At first glance there was little in Diageo’s update to make nervous shareholders reach for the bottle. CEO Ivan Menezes said he expected organic sales to continue growing at somewhere around 5% a year and for operating profit to rise at up to 7% a year: that’s the kind of performance that Unilever (LON:ULVR), another established consumer goods giant, can only dream about for the foreseeable future, judging by another meh quarterly update that came out at the same time.

Sales of gin and tequila continue to grow gangbusters, with revenue growing faster than volume – always a good sign.

Ironically, the reminder of the underlying strength of Diageo’s business has brought more benefit to Fevertree, the maker of upmarket mixers. Its shares rose 8.3% to their highest in over a month, after a sharp sell-off on the back of its own most recent trading update.

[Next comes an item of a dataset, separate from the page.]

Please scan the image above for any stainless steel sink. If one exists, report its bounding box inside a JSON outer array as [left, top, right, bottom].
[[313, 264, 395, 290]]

Clearly, the problem for both companies is less the business than the valuation: at 28 times earnings, according to data compiled by Investing.com, Diageo’s shares are not looking cheap – especially when they offer a dividend yield of only a little more than 2%. Buybacks are also slowing to an average of 1.5 billion pounds a year over the next three years, from 2.8 billion this year. However, Diageo (LON:DGE) still looks a bargain next to Fevertree (LON:FEVR), which trades at 43 times earnings despite an inevitable slowdown in its growth rate as it scales up.